Unraveling the Mystery: Rapid Genomic Diagnosis
Dr. Alan Ma, Clinical Geneticist at CHW, initiated rapid genomic testing. This crucial step led to a diagnosis of Cantu syndrome, a rare genetic condition affecting multiple body systems. The diagnosis brought much-needed clarity for Abel's family.
The diagnosis provided clarity for Abel's family, as his mother, Melanie, noted it offered relief by explaining his symptoms.

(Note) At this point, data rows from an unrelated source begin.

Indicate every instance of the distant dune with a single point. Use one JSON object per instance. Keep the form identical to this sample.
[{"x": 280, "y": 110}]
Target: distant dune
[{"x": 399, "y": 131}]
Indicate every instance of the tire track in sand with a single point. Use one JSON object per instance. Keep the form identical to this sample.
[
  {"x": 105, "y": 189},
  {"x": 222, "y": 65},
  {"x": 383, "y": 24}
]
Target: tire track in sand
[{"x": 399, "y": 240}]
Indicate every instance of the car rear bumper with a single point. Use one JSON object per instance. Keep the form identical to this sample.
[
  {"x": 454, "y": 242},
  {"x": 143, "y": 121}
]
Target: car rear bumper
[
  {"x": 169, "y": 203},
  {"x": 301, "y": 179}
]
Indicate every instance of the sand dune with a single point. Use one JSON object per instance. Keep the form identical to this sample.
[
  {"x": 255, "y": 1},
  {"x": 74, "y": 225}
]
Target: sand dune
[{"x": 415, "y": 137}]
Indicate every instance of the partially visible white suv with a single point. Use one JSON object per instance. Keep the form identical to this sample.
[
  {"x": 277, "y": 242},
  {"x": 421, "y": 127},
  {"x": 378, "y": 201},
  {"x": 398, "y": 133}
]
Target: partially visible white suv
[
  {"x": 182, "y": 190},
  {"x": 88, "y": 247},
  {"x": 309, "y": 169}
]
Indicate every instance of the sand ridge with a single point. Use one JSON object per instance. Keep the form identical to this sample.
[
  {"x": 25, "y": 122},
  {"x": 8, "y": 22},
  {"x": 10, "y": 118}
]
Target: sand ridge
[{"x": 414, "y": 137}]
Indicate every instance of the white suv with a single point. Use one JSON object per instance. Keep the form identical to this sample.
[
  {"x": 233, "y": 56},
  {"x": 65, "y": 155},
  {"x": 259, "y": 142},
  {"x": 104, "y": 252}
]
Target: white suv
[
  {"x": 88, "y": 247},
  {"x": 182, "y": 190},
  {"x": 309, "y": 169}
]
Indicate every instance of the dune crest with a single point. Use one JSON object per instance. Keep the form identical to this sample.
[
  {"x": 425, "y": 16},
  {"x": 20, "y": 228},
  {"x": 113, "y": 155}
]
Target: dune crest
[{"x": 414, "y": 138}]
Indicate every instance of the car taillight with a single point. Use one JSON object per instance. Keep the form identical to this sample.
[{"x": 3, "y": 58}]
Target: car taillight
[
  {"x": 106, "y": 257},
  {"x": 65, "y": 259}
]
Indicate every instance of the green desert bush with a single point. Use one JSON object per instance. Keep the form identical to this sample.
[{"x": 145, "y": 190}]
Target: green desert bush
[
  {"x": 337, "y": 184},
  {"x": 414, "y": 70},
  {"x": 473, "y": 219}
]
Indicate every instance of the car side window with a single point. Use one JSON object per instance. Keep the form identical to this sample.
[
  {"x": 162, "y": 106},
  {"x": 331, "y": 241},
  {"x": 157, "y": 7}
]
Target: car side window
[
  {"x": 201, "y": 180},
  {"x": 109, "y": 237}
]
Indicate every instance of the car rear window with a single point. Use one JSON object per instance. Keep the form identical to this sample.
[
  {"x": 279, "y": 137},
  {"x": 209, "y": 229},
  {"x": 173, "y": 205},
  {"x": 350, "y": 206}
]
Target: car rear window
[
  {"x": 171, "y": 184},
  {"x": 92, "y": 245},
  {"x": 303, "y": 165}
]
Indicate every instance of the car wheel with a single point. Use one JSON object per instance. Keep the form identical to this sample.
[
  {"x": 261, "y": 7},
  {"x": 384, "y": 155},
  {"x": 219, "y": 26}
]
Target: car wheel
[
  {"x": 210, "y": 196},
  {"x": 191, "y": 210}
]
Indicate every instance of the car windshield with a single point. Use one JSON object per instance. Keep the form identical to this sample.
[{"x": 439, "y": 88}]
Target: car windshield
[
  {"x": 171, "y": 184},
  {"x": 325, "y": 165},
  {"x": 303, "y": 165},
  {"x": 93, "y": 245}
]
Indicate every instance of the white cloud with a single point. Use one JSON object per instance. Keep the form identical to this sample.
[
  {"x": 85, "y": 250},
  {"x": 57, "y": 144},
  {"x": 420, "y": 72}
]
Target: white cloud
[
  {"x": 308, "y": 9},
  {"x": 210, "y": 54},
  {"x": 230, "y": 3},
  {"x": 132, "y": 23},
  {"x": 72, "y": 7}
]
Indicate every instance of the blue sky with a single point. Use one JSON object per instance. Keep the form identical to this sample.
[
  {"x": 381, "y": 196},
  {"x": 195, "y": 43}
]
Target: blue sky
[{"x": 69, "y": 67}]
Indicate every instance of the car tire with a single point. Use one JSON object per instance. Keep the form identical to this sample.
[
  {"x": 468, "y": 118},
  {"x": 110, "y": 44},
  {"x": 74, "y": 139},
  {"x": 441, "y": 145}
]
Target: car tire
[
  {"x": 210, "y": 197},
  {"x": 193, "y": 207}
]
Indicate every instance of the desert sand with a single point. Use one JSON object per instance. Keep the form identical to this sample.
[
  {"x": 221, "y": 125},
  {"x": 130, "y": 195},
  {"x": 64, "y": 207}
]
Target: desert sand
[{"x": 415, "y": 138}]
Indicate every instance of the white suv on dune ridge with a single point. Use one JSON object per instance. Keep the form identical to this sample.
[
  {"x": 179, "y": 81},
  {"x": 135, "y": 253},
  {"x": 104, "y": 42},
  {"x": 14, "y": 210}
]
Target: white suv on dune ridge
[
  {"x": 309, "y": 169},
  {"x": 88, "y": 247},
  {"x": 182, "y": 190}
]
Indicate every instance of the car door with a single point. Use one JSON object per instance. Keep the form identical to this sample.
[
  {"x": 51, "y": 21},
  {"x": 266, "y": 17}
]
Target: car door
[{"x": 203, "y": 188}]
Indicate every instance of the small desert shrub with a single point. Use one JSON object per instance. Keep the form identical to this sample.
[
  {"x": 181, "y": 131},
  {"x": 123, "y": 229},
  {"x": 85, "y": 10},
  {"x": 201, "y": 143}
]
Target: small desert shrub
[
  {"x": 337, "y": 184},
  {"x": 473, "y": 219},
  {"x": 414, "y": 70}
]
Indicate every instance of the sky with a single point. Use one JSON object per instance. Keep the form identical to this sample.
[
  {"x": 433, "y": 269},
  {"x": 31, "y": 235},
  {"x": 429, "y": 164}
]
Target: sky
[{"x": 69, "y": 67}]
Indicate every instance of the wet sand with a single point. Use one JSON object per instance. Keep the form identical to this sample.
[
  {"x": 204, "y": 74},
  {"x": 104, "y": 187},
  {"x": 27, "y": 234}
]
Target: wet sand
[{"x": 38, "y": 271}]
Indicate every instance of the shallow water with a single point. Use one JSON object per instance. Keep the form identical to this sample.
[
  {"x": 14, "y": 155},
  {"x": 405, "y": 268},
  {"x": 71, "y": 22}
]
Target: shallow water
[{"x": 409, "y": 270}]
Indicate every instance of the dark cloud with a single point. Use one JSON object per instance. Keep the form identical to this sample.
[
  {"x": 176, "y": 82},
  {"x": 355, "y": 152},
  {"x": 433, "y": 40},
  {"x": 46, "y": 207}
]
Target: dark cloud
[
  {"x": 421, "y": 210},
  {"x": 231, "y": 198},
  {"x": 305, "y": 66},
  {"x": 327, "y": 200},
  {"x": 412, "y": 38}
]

Cantu syndrome is caused by a rare genetic variant, with fewer than 100 diagnoses worldwide at the time Abel was diagnosed. Research suggested that glibenclamide, a diabetes medication, could potentially manage the syndrome by targeting specific cellular channels. Abel began this experimental therapy under close supervision and was discharged home after six months.
A Long Road to Recovery
Abel's early years included complex medical needs. He suffered from low muscle tone, requiring ongoing allied health support. He relied on tube feeding until 11 months, later transitioning to a gastrostomy. Demonstrating remarkable resilience, he overcame oral aversion and learned to eat independently.
He also required BIPAP breathing support for an extended period, which was gradually phased out. Chronic lung disease caused frequent hospital admissions in early childhood, though these have since reduced significantly. He was later diagnosed with global developmental delay.
Thriving Today: A "Very Normal Life"
Now eight years old, Abel engages enthusiastically in a range of activities. He enjoys comic books, video games, bike riding, and tennis. At school, he participates in garden club, sports, and library time, receiving support for auditory processing and vision.
His mother, Melanie, stated that Abel now lives a "very normal life."
The Power of Early Diagnosis
Dr. Ma highlighted that early diagnosis and treatment can significantly impact survival and long-term outcomes for children with rare diseases. Abel's case profoundly underscores the value of rapid genomic testing in guiding care and opening avenues for therapies that might otherwise be overlooked.
Efforts are ongoing to expand access to expert genetics services and testing across NSW and Australia. The goal is to ensure equitable opportunities for children with rare conditions, helping them access life-changing diagnoses and treatments.